AI makes mistakes. It hallucinates. It misses things. It gets stuck in loops.
What if AI could catch its own errors?
That's the Reflection pattern.
The problem
Standard AI agents act and move on. They don't look back.
User: "Write a function to calculate factorial"
AI: [writes code]
def factorial(n):
return n * factorial(n-1) # Bug: no base case
AI: "Here's your function!"
# Infinite recursion. AI didn't notice.
The AI completed the task but didn't verify its work. No human would submit code without at least glancing at it.
Reflection: Think twice
Reflection adds a verification step. After acting, AI reviews its own output.
User: "Write a function to calculate factorial"
AI: [writes code]
def factorial(n):
return n * factorial(n-1)
AI [REFLECT]: "Let me check this...
- Does it handle base case? No, missing n==0 or n==1
- Will it terminate? No, infinite recursion
- This is wrong. Let me fix it."
AI: [rewrites code]
def factorial(n):
if n <= 1:
return 1
return n * factorial(n-1)
AI: "Here's your function!"
Same AI, better result. Just by thinking twice.
How it works
┌─────────┐ ┌─────────┐ ┌─────────┐
│ Task │────→│ Actor │────→│ Output │
└─────────┘ └─────────┘ └────┬────┘
│
▼
┌──────────┐
│ Reflector│
└────┬─────┘
│
┌───────────────┼───────────────┐
│ │ │
▼ ▼ ▼
[Looks good] [Minor fix] [Major issue]
│ │ │
▼ ▼ ▼
Return Fix & Return Redo task
- AI does the task (Actor)
- AI reviews its work (Reflector)
- Based on review: accept, fix, or redo
Implementation
Basic reflection
def reflect_and_act(task, tools):
# Step 1: Act
result = actor.run(task, tools)
# Step 2: Reflect
reflection = reflector.analyze(
task=task,
result=result,
prompt="""Review this output:
- Does it correctly solve the task?
- Are there any errors or issues?
- What could be improved?
Rate: GOOD / NEEDS_FIX / REDO"""
)
# Step 3: Handle reflection
if reflection.rating == "GOOD":
return result
elif reflection.rating == "NEEDS_FIX":
return actor.fix(result, reflection.feedback)
else: # REDO
return reflect_and_act(task, tools) # Try again
Reflection prompt
The reflector needs clear criteria:
REFLECTION_PROMPT = """
You are reviewing work done by an AI assistant.
Original task: {task}
Output produced: {output}
Evaluate the output:
1. CORRECTNESS: Does it solve the task correctly?

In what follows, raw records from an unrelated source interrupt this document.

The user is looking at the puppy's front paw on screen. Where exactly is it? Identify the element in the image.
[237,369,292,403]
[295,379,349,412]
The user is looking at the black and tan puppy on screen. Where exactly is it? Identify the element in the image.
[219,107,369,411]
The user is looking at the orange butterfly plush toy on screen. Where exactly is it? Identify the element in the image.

2. COMPLETENESS: Is anything missing?
3. ERRORS: Are there bugs, mistakes, or issues?
4. QUALITY: Is it well-structured and clear?
Based on your evaluation:
- GOOD: Output is correct and complete
- NEEDS_FIX: Minor issues that can be fixed
- REDO: Fundamentally wrong, needs complete redo
Provide specific feedback on what's wrong and how to fix it.
"""
With MCP tools
Reflection works great with tool use. The reflector can verify tool results.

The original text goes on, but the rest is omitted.